Depuis la mise en place du dispositif en mai 2021, la directrice de la radio drômoise note que cela ne change rien au bon fonctionnement de son équipe, et cela ne demande pas un gros effort d’adaptation. Au contraire, après avoir usé de ce congé, elle s’est sentie plus sereine dans sa vie professionnelle. Car, comme elle l’explique très simplement :

« C’est mieux que de venir au travail et de souffrir. »

Le congé menstruel autour du monde

1947 au Japon, 1948 en Indonésie, 2001 en Corée du Sud…le congé menstruel est déjà bien instauré dans plusieurs pays d’Asie. Mais son utilisation régresse et les conditions de son obtention peuvent être plus complexes qu’auparavant.

Au Japon, précurseur dans le mouvement, ce sont les ouvrières qui ont revendiqué ce droit, actuellement inscrit dans le code du travail. Mais les femmes sont de moins en moins nombreuses à l’utiliser, notamment parce que ce jour n’est plus payé, comme l’explique Noriko Shibano dans son mémoire Transformation d’un tabou : la menstruation dans la société japonaise, publié en 2016 à l’université du Québec à Montréal :

« Lorsque les femmes âgées de plus de 60 ans travaillaient, le congé menstruel était payé : quand les femmes prenaient ce congé, elles recevaient quand même leur salaire pour les journées où elles n’avaient pas travaillé. Aujourd’hui, le congé existe toujours, mais il n’est plus payé ; l’employée doit soustraire un jour de son solde annuel, sans quoi elle ne reçoit pas de salaire. »

La plus grande difficulté réside dans le tabou lié aux menstruations.
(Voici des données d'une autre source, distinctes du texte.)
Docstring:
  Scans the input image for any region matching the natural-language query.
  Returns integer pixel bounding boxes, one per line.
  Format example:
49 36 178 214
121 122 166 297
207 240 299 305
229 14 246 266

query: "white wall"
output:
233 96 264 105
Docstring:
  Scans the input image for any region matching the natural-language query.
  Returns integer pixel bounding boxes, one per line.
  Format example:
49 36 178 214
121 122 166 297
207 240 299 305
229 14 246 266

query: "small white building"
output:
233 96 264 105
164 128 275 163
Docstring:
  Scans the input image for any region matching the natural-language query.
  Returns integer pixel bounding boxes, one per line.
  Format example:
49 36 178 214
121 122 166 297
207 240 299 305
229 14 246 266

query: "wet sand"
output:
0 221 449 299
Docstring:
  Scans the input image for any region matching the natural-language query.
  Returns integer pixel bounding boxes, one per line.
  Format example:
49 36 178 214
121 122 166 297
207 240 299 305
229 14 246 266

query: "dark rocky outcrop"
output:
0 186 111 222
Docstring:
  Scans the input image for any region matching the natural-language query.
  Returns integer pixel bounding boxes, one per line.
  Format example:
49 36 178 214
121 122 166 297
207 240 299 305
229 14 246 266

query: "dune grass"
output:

Une question prise à bras-le-corps par Deepinder Goyal, gérant de Zomato (un immense service indien de livraison de plats à domicile).

Sur le blog de cette multinationale, présente dans 24 pays et employant plus de 5000 personnes à travers le monde, il détaillait en août 2020 la mise en place d’un congé menstruel pour les personnes ayant leurs règles :

« À Zomato, nous voulons développer une culture de confiance, de vérité et d’acceptation. A partir d’aujourd’hui, toutes les femmes, (incluant les personnes trans) travaillant à Zomato bénéficient de dix jours de congé menstruel par an. »
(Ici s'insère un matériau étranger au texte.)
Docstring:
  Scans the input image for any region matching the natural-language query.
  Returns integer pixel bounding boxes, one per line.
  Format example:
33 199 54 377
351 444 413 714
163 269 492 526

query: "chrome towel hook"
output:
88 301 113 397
En Europe, il faut noter que mise à part un projet de loi en Italie en 2017, qui n’a pas abouti, le congé menstruel n’est pas installé, même dans le débat. Des initiatives comme celles de la Collective ou de radio Micheline restent pour l’instant à la marge.  

Mais qui sait, à force d’en parler, peut-être vont-elles se démocratiser ?

À lire aussi : Le débat féministe du moment : faut-il allonger le congé maternité ?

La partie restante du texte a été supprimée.